Professionals who score high in these sub-tests can figure out and examine the influences, assumptions, as well as biases that may influence them. They take a step back from the conflict and strategically assess the strengths and weaknesses of conclusions, alternative solutions or approaches to problems. They take decisions that help to answer the apt questions, resolve the right kind of the issues, improve productivity, and mitigate risk. They are also able to motivate and inspire people and intellectually provide solid reasons for their actions. Irrespective of the fact whether these leaders lead departments, teams, or the organisation, they apply their critical thinking skills to their respective roles and thereby offer their organisations a competitive edge.

These leaders can understand how their actions and decisions influence the overall business of the organisation both internally and externally outside the realm of their narrow functional silos.
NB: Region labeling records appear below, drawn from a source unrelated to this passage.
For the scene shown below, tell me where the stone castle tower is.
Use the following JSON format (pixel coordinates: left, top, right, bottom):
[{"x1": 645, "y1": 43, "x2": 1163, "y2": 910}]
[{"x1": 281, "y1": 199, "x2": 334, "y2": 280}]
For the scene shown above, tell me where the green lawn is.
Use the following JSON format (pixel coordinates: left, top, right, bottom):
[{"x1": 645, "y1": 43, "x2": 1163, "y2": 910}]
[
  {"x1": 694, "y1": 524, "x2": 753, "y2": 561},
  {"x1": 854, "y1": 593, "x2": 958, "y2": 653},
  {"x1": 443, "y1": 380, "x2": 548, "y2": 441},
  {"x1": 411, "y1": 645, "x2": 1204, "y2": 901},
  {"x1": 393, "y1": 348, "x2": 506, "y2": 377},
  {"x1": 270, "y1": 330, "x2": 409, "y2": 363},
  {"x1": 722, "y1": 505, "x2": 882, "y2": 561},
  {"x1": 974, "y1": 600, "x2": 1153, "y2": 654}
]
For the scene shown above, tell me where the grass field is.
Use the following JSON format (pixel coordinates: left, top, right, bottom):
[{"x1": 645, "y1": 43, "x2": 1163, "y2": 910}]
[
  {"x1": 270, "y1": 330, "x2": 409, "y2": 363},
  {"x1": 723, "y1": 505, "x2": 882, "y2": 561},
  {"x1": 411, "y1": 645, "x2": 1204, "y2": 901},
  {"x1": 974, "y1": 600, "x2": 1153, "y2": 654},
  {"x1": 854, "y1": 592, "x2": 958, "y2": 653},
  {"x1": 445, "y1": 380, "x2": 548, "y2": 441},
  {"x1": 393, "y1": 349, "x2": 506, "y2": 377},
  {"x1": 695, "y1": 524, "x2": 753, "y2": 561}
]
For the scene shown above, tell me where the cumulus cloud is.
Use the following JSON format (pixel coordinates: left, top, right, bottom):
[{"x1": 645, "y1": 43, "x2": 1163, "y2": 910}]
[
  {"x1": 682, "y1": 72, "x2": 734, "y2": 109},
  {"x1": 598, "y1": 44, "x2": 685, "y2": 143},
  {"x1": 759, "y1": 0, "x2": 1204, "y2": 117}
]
They are also able to strike a balance between department or team issues with larger organisational issues and thereby embrace a larger scale of responsibility for the success of their organisation.

Critically thinking leaders are able to comprehend the overall functioning of the organisation as well as how the individual parts work together contextually. It is entirely different to understand one’s role as a leader and at the same time to be able to understand how to move in a certain direction and directly impact the larger outcome. Critically thinking leaders operate from a broader perspective so that they ensure the right kind of problems are addressed, and they take risks that are acceptable. They are also able to distinguish between short-term gains and sustainable long-term outcome and lead accordingly.

When an organisation has leaders that think critically, it is of great advantage as these leaders understand the impact of their decisions on the overall business. They thus ensure that the decisions they make are aligned with the organisational goals, and they are also accountable for the outcome. This kind of leadership behaviour is what is expected by the ‘new normal’. Hence it is important to emphasise on critical thinking for leadership development.

Critical Thinking Can be Taught and Learnt

The good news is that critical thinking is a skill that can be taught and learnt. Anyone can learn how to recognise and utilise critical thinking skills and how they can always get better than what they are. The challenge, however, lies in not to unlearn or discard what has been learnt in the past, but to build upon the existing traditional competencies with a new and more complex set of skills, sensitivities, and tools. Leaders in this ‘new normal’ need to learn how to think clearly, how to be discerning, how to think wisely, and how they can be accountable for their impact on the business of the organisation.

Discovering the Right Leadership Courses

Taking up the right leadership courses can significantly impact critical thinking. But the process is a tad more challenging than merely improving a behavioural skill, as it is not easy to measure critical thinking skills. Like any other skill sets, the key to build critical thinking is to practice, practice, and practice. The catch here is to frame the concept of practice within a relevant context. To acquire critical thinking skills, you need to actively participate in learning experiences that compel you to consider new ways of thinking and acting in a manner that is directly related to the contextual scenario that you are in.

Developing Your Critical Thinking Skills

Besides enrolling in the right kind of leadership courses, leaders need to be in charge of their critical thinking development by taking the following actions:

  • Solicit feedback about your critical thinking skills from a trusted colleague, boss, or coach.
  • Continually challenge yourself to develop a better and deeper understanding of your organisation’s business especially the financial and strategic drivers that warrant success.
  • Always resort to multiple data sources to frame a web of information before you make a particular decision or arrive at a conclusion.
  • Always take a good amount of time to think, focus, and reflect on important issues in hand.
  • Always ensure that you ask for opinions, feedback, and critique from others. Be open and willing to accept others’ ideas and alternatives if need be.